Well, although the record establishes that Mr. Goslin lawfully possessed his knife, the trial court never addressed whether he lawfully possessed his knife, as it held that he wasn’t entitled to the defense since his possession of the knife was not related to a school activity. It is for that reason that the Superior Court remanded it back to the trial for a new trial. However, since posting our article on the decision, the District Attorney reached out to me and advised that they do not plan to appeal and intend to nolle prosequi (in essence, dismiss) the charges against Mr. Goslin. Accordingly, Mr. Goslin will not have go through another trial or file additional motions.
As our readers are aware, unfortunately, Mr. Goslin was not in a position to fund this litigation. Therefore, if you are in a position to be able to help fund this monumental victory, Mr. Goslin would greatly appreciate donations which can be made online through our Firm’s escrow account here – https://secure.lawpay.com/pages/princelaw/trust. Simply place Goslin Appeal in the Matter No/Client Name box.
If you or someone you know has been charged with possessing a weapon on school grounds, contact us today to discuss YOUR rights.
13 thoughts on “The Goslin Decision’s Impact on Possessing Weapons on School Property”
Well done Sir!!!!
What about the term “brandishing”. I noticed in some firearms cases the person is charged with “brandishing” a firearm. Since the defendant just slammed it down rather then point it at anyone it wouldn`t be brandishing would it?
There is no such thing as brandishing in Pennsylvania. No such law exists.
The 2nd case I know of was after Goslin was Dominique Jordon, with license to carry, student aide who had a Glock and ammo in backpack in school, was arrested, then charges dropped based on Goslin case and no cause for arrest.
Now, last week a teacher in Lebanon, arrested for having gun in backpack at school. It was not reported to have been arrested for not having a license to carry, so I presume he may have had a license to carry. The same 912c defense should apply.
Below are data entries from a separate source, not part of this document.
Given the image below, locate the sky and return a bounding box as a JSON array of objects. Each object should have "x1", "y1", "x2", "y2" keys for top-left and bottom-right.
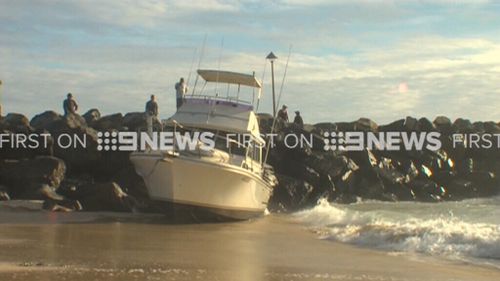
[{"x1": 0, "y1": 0, "x2": 499, "y2": 124}]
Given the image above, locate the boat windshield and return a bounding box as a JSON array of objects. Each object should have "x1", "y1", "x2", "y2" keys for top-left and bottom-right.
[{"x1": 164, "y1": 126, "x2": 262, "y2": 162}]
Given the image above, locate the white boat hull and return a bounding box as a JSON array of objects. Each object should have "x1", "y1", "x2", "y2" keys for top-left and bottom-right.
[{"x1": 130, "y1": 152, "x2": 273, "y2": 220}]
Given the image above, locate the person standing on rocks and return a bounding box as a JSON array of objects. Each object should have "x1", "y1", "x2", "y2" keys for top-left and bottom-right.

Hope he has a knowledgeable attorney.
That is correct there is no “brandishing” law ; although a person who shows they have a weapon with intent to threaten a person can be charged with various forms of assault or terroristic threats. Mr. Goslin did no such thing.
Did Goslin file a civil rights lawsuit? Or Dominique Jordon student aide in Delaware county with Glock and mags in school but licensed to carry, so DA dropped charges?
Now teacher in Lebanon charged with gun in school. No details on license to carry, but am presuming he has one. The police need to catch up with law.
I am a poll worker and due to the pandemic, our polling location has been moved to a school administration building attached to a high school. I have a valid LTCF and have carried a handgun for self-defense consistently for a decade spanning some 20 elections. Would this ruling sufficiently protect me should I continue to do so at this new location? Would the Montgomery County DA be likely to provide me with assurances that this is legal if I asked? Given the polarization in this country I’d certainly feel more comfortable remaining armed, but I can not afford to be a test case.